Basta olio di squalo nelle creme di bellezza Dove

olio di fegato di sqaulo nelle creme di bellezza. Foto Jeff KubinaPer far assorbire dalla pelle gli elementi delle creme si usa squalene, ovvero olio di fegato di squalo. Lo squalene non lascia la pelle unta e si mischia bene con gli altri ingredienti. Sono in particolare gli squali che vivono in profondità ad accumulare grandi quantità di questo olio e, conseguentemente, ad essere oggetto di pesca.

Esistono delle alternative di origine vegetale allo squalene: oli estratti dall'amaranto, dal germe di grano e dalle olive e tali alternative saranno d'ora in poi impiegate nei prodotti Dove. La Unilever (multinazionale chimico-alimentare) ha deciso di eliminare lo squalene e di rimpiazzarlo con altri oli. Oltre al rispetto per gli squali (alcune specie sono state incluse nella lista rossa dell'IUCN), la Unilever tende al risparmio, visto che lo squalene da olive costa meno e ha le stesse proprietà di quello estratto dagli squali.
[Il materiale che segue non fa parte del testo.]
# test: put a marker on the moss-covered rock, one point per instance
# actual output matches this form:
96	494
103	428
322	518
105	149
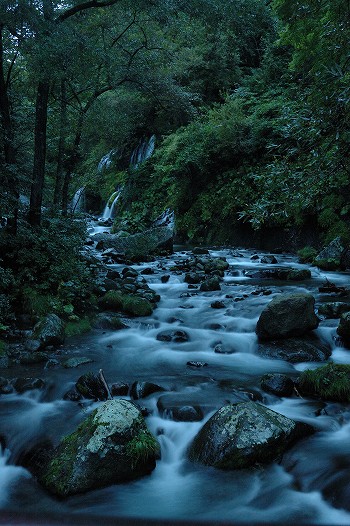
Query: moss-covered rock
344	328
112	445
329	382
307	254
286	316
241	435
128	303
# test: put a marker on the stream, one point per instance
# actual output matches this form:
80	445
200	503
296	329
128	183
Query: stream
310	485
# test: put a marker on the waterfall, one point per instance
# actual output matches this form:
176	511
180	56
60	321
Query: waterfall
108	212
143	151
78	201
105	162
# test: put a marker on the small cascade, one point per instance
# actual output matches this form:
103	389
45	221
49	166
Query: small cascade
105	162
109	210
78	201
143	151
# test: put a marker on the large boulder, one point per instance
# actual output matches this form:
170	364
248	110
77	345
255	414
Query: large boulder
110	446
288	315
49	331
241	435
330	257
295	350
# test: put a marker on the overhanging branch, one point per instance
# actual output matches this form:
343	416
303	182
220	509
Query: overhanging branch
83	7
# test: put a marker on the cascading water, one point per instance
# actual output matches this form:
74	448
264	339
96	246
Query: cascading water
143	151
311	483
109	210
106	161
78	201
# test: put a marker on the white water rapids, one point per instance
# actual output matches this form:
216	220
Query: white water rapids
310	485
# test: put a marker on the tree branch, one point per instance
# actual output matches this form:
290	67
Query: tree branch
83	7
I nuovi prodotti senza squalene di origine animale saranno in commercio a partire dal prossimo marzo. Buone notizie vengono anche dal gruppo L’Oreal, che sta dismettendo la produzione a base di olio di fegato di squalo. Qualche tempo fa L'Oreal ha comprato The Body Shop, creato da Anita Roddick per offrire cosmetici non testati su animali e non contenenti sofferenze animali.